Concepts and Types

Last week, while working in a domain that was entirely new to me, I found myself using the word concept in domain conversations more often than I expected.  For example, I said something like “So, you mentioned forward exposure cover, which I understand a bit.  It seems to be about covering financial risks? Explain this concept of covering risk a bit more”. When I realised that “forward exposure cover” was a type in the domain (i.e. a class of sorts), I thought about “risk cover” again.  Is risk cover and forward exposure cover of the same type?
I like (want?) to think not.  I have spent a lot of time in recent months working with metadata and modeling of data itself.  In that time, I came across the concept of “concept”.  A concept is an abstract thing.  It cannot be manifest in anyway and is the metadata of concrete things.  It is not part of the type hierarchy but information about the type itself.  Concepts are part of an abstract general domain, perhaps not tied to any domain at all. But types are part of a specific domain.

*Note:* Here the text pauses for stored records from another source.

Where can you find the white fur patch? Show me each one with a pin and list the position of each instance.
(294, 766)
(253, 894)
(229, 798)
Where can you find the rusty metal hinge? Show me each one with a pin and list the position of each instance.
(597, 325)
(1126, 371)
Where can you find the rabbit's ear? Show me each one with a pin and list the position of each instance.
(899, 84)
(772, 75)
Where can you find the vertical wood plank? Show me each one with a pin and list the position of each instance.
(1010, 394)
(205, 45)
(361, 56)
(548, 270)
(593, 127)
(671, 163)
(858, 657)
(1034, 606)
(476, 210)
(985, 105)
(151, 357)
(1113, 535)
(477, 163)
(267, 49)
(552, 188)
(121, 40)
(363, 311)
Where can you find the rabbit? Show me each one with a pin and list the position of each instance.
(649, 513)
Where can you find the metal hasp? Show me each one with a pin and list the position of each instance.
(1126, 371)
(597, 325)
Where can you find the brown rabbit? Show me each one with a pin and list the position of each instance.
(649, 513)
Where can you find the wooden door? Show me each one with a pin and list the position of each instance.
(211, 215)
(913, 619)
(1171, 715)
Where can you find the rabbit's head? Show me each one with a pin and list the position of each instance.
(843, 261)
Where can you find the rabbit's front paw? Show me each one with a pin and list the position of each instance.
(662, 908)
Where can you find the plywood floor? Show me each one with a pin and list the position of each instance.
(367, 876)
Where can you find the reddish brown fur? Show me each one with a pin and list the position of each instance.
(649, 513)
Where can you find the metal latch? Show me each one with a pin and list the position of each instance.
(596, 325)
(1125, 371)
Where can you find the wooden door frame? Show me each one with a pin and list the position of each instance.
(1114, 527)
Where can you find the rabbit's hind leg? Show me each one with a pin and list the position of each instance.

So risk exposure is the metadata concept of the type forward exposure cover (in the domain of foreign exchange).  At the same time, risk exposure is the metadata concept of the type loss coverage (in the short term insurance domain).  Both types model vastly different things in vastly different domains but share the same purpose, i.e. have the same concept.  The concept risk exposure (in my layman’s terms) deals with danger or possibility of financial loss which holds true of loss coverage and forward exposure cover.

Subconsciously, I was looking for something that I was familiar with to understand something that was completely new.  Sometimes, finding the concept for a type may be better than finding a metaphor in our quest for gaining deeper insight.  This may be more valuable if the concept is the metadata for another type in a domain in which we already have deep(er) insight.